Song by Gunna

from the album A Gift & a Curse
- Released: June 16, 2023
- Genre: Trap
- Length: 3:13
- Label: YSL; 300;
- Songwriters: Sergio Kitchens; Kenneth Redfield Jr.; Simarpreet Bahia;
- Producers: Kenny Stuntin; Sim;

Music video
- "Back to the Moon" on YouTube

= Back to the Moon (song) =

2023 song by Gunna

"Back to the Moon" is a song by American rapper Gunna, released on June 16, 2023 from his fourth studio album, A Gift & a Curse. It was produced by Kenny Stuntin and Sim.

==Composition==
"Back to the Moon" is a trap song featuring a "squealing" guitar in the background, which Robin Murray of Clash described as carrying an 80s appeal.

==Critical reception==
Alexander Cole of HotNewHipHop commented that the song was one of the "stronger" tracks from A Gift & a Curse and "further proof that the music world was in need of some new Gunna music." Similarly, Hamza Riaz of Mic Cheque considered it among the best tracks from the album. Reviewing the album for Vulture, Paul Thompson criticized the song, describing it as one "where a series of otherwise compelling thoughts about Gunna's newly isolated state seem disconnected, his blunt, seesawing cadence acting like little crescendos that ramp up and peter out." In addition, he cited it as one of the tracks whose beats "make Gunna songs sound like interchangeable TV-sync fodder".

==Music video==
An official music video was released alongside the song.
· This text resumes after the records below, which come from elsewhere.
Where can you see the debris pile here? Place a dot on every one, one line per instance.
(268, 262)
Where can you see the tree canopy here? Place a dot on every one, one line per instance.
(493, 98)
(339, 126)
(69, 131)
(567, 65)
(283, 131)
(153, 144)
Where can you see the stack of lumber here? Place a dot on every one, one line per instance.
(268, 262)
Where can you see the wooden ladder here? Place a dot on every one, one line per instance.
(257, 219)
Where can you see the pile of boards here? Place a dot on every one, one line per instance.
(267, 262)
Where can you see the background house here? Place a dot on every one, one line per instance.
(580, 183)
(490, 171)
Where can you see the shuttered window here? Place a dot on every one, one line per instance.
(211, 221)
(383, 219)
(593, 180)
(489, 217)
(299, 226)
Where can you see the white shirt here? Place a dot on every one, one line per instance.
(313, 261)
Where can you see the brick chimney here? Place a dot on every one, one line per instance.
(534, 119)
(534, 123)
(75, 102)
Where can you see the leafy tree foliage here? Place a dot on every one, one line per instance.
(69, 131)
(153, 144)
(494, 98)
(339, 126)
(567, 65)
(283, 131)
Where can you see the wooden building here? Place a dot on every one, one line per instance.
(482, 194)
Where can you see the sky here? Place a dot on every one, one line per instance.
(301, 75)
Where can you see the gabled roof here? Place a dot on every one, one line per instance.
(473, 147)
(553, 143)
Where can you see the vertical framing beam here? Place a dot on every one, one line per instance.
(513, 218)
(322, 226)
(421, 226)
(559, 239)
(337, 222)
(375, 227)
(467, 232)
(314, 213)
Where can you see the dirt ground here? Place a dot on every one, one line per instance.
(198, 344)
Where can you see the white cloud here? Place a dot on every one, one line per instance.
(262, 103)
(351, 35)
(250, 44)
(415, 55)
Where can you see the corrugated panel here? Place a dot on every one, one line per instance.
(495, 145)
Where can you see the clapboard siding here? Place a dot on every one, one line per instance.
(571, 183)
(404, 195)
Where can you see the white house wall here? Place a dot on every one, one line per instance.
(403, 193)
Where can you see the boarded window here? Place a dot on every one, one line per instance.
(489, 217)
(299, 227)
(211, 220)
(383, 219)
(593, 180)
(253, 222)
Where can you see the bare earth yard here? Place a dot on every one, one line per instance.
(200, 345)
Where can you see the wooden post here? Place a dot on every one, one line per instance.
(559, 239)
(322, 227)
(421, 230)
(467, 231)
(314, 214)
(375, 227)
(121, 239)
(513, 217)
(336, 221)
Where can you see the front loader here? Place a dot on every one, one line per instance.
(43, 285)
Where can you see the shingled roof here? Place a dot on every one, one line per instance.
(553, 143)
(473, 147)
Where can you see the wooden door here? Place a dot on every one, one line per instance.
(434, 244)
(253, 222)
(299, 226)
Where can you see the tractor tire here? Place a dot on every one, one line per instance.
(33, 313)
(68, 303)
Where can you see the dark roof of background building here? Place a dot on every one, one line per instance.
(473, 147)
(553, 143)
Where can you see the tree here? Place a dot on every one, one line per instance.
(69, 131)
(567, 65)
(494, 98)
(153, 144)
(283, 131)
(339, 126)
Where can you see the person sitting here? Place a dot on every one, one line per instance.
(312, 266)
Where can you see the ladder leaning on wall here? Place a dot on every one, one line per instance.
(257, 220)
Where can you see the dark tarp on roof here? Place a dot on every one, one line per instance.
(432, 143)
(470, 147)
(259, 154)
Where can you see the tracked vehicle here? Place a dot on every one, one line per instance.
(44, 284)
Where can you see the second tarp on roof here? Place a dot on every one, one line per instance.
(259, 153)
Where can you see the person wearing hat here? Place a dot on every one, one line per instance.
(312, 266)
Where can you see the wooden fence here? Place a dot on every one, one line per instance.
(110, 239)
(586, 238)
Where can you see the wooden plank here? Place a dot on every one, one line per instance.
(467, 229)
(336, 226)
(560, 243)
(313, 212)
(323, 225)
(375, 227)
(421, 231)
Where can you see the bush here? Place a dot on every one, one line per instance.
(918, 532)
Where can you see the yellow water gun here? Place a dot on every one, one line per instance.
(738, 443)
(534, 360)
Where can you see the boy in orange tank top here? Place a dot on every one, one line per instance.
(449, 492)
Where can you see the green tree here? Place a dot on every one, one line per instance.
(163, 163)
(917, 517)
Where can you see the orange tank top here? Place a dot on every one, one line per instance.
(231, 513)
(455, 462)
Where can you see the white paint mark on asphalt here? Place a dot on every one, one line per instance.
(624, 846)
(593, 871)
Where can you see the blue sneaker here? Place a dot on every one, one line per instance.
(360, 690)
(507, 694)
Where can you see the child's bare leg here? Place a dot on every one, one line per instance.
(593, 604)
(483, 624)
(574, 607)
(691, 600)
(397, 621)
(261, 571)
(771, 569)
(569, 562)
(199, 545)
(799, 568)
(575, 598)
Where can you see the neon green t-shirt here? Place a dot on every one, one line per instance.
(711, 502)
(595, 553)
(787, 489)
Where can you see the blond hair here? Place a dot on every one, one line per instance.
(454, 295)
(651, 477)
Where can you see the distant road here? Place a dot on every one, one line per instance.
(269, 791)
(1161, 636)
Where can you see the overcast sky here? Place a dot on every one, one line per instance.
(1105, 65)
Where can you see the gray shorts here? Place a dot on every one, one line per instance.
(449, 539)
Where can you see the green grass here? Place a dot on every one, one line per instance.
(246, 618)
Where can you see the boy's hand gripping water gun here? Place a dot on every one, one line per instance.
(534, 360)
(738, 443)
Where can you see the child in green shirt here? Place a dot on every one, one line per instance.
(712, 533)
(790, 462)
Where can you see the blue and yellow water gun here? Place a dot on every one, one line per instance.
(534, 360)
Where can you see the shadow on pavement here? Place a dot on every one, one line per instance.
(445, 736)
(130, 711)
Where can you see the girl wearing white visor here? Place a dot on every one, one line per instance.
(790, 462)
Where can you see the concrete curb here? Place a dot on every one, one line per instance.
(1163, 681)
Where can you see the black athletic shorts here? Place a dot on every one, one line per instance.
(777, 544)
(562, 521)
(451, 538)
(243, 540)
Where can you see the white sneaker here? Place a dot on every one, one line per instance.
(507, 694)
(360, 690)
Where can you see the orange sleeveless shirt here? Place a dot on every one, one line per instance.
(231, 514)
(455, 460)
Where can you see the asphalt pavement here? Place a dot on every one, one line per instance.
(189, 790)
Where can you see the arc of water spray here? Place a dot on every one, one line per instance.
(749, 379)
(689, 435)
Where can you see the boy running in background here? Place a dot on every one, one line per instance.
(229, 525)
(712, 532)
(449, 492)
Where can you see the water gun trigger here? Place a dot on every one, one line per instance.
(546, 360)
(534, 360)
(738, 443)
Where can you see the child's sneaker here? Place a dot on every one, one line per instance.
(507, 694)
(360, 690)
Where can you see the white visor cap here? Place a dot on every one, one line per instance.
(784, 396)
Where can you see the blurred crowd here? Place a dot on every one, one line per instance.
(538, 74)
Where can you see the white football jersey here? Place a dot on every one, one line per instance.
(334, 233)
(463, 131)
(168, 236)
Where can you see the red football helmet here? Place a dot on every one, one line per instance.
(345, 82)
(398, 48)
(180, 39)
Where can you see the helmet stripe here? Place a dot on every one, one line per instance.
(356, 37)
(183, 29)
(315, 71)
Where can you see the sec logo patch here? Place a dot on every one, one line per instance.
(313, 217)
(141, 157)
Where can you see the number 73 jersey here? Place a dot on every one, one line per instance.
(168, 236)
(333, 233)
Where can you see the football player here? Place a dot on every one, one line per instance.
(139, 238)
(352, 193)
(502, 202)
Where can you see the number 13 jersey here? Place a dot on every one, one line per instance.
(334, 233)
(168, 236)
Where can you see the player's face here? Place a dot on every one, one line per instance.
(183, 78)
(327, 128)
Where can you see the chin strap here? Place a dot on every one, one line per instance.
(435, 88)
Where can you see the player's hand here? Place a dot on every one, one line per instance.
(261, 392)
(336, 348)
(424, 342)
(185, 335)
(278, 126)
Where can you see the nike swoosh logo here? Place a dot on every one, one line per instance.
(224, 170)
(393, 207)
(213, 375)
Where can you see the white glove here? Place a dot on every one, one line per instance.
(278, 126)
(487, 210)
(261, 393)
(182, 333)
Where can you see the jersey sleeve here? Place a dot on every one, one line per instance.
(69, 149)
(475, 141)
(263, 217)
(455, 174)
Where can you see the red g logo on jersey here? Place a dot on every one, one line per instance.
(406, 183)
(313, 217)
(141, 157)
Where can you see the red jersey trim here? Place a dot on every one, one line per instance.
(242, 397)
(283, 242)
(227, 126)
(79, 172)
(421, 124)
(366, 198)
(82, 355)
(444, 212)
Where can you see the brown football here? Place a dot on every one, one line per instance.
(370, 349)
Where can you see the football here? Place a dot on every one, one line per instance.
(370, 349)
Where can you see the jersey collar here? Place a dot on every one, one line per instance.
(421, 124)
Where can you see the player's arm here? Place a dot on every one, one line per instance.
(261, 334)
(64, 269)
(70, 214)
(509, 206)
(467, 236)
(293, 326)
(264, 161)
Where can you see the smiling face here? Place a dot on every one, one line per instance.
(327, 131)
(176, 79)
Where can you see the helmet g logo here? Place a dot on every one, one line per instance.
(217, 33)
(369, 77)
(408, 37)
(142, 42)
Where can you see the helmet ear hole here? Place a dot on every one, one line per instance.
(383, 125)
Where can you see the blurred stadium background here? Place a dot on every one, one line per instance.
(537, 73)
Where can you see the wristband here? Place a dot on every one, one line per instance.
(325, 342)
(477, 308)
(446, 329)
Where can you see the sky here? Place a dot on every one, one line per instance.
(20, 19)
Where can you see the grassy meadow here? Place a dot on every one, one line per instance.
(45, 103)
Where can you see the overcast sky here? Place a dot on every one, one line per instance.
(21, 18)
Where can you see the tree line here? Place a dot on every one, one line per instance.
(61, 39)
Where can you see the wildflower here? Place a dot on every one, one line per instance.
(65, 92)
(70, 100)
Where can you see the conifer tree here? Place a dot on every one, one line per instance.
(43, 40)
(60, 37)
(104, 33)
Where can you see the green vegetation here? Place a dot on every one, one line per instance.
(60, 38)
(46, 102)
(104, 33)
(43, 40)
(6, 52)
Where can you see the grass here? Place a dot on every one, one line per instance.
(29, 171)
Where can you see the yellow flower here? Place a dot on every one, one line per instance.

It shows Gunna rapping on the moon with a blunt in his hand at certain points.

==Charts==

Chart performance for "Back to the Moon"
| Chart (2023) | Peak position |
|---|---|
| Canada Hot 100 (Billboard) | 56 |
| Global 200 (Billboard) | 69 |
| New Zealand Hot Singles (RMNZ) | 5 |
| UK Singles (OCC) | 72 |
| US Billboard Hot 100 | 29 |
| US Hot R&B/Hip-Hop Songs (Billboard) | 10 |

==Certifications==

Certifications for "Back to the Moon"
| Region | Certification | Certified units/sales |
| Canada (Music Canada) | Gold | 40,000^{‡} |
| United States (RIAA) | Gold | 500,000^{‡} |
^{‡} Sales+streaming figures based on certification alone.